Wednesday, July 25, 2007

Yakitori... redux



Yakitori the other night was so good, I had to make it at home. My friend Rice-eating-lanscaper-guy complained several times that he was bored, so I invited him over for a little "dinner party" after dropping puppy-white-boy off at Metro to get to Virgin Grain High End Food Emporium.

Side note: I live in the Atwater Village/Silverlake area and have found that Super King (real name) supermarket on San Fernando just past the 2 Freeway is an excellent market. Got lots of ethnic things, a huge deli counter, and a butcher that has a lot of fresh things. To top that off, it's CHEAP!!!

Armed with a 5-lb whole chicken ($4.58) I get home and start dismembering it for parts. Breast... Breast... Skin... Thigh... Thigh (not THAI like the girl spelled it at Kokekokko on the sold out board).. Drum Stick... Drum Stick... Wing... Wing... Carcass. Whew! That was some work. Next time, just get pre-dismembered chicken and proceed directly to skewering.

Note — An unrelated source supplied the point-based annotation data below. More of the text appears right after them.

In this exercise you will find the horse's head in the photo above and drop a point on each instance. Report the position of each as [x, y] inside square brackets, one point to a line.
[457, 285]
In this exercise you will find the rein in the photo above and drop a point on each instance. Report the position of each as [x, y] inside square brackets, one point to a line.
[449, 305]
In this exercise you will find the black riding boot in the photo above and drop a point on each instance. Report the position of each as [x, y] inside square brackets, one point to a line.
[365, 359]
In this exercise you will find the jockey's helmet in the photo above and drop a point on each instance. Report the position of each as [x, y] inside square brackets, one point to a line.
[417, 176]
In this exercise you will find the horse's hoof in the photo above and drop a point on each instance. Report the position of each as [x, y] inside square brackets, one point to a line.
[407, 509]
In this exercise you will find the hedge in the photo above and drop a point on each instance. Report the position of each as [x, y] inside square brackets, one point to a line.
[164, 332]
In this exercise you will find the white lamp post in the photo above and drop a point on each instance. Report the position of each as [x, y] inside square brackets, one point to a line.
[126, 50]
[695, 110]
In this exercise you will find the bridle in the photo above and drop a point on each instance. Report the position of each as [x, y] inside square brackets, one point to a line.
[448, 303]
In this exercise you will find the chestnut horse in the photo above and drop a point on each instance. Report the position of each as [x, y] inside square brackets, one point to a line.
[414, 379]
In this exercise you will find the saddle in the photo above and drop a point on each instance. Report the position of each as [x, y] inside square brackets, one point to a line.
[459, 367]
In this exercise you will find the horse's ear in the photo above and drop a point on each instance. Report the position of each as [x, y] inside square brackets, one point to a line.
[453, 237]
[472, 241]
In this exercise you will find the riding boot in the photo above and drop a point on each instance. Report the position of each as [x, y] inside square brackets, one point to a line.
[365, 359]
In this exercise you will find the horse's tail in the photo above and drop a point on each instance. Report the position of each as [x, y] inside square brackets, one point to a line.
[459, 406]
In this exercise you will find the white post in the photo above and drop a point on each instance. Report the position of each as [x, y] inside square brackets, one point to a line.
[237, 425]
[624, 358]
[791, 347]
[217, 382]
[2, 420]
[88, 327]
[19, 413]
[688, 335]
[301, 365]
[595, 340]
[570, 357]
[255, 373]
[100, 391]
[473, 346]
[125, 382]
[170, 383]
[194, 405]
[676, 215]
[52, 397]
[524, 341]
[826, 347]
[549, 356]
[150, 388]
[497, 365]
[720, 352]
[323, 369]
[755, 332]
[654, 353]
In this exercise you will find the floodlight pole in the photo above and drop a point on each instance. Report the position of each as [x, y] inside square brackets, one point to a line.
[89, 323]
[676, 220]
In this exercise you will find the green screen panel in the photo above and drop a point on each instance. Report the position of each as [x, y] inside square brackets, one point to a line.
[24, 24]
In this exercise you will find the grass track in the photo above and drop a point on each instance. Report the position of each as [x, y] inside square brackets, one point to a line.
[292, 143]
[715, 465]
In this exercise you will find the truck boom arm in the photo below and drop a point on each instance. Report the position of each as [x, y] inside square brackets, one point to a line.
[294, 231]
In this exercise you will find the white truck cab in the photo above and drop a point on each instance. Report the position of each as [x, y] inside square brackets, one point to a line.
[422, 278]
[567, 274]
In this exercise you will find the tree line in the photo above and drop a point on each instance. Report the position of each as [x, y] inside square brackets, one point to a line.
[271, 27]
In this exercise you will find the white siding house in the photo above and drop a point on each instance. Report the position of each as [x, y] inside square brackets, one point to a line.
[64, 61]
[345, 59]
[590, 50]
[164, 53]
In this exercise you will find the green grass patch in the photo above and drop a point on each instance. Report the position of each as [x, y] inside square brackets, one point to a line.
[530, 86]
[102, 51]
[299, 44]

Basically, the means here are simple. Cut up chicken into small parts and thread onto skewers.

I ended up this time making the following out of my whole dismembered chicken.

2 x Skin
4 X Breast
2 X Breast Tenders
4 X Thigh
2 X Negima (thigh and Japanese onion)
2 X Wings
2 X Thin Sliced Breast wrapped around Okra (stole that one from Kokekokko)
5 X Tsukune (chicken meat balls: Take 2 knives and chop the hell out of a chicken breast until it's "ground" Mix in one egg, 1/2 cup bread crumbs, salt, pepper, dried yuzu peel, 5-6 shiso leaves julienned and chopped, and mix with hands until it comes together -- put on skewer)

Not too bad for a single chicken. I didn't bother with the drum sticks today, so those went in the fridge for me to use for dinner another day.

The rest is simple... cook the skewers over charcoal until done. Better yet, put charcoal into a table-top grill (Konro -- look at pics, or MacGyver one out of a small terracotta pot and some wire mesh or a metal cooling rack or something) so you don't have to get your lazy ass up and you can be a host. Do them a few (of the same) at a time and enjoy a beer with friends. Place just a teensy bit of a condiment or two (my list below) just before serving and keep your guest(s) dazzled with your ability to put flavors together. Continue for several hours until all the chicken runs out.



Where's the recipe for my sauce, you ask? I took a page from the grill master at Kokekokko, and did a purely salt based menu. All you have to have is some good sea salt ready to pinch or grind over the chicken while it's cooking. The rest is in the condiments. I had:

Lemon
Pepper
Sansho Pepper
Shichimi Pepper
Yuzu Peel Powder
Grated Garlic
Grated Ginger
Wasabi
Yuzu Kosho
Butter

Most of these go on alone.

Lemon with sansho is one of my favorites. The acid blends well with the numbing flowery-ness of the sansho. The wings got a Lemon-shichimi combo which works well too.

Although not very "Japanese," a combo that really worked was Grated garlic, pepper (I used a 5-pepper blend here, but regular black would work fine), and butter. Sinful I tell ya, sinful!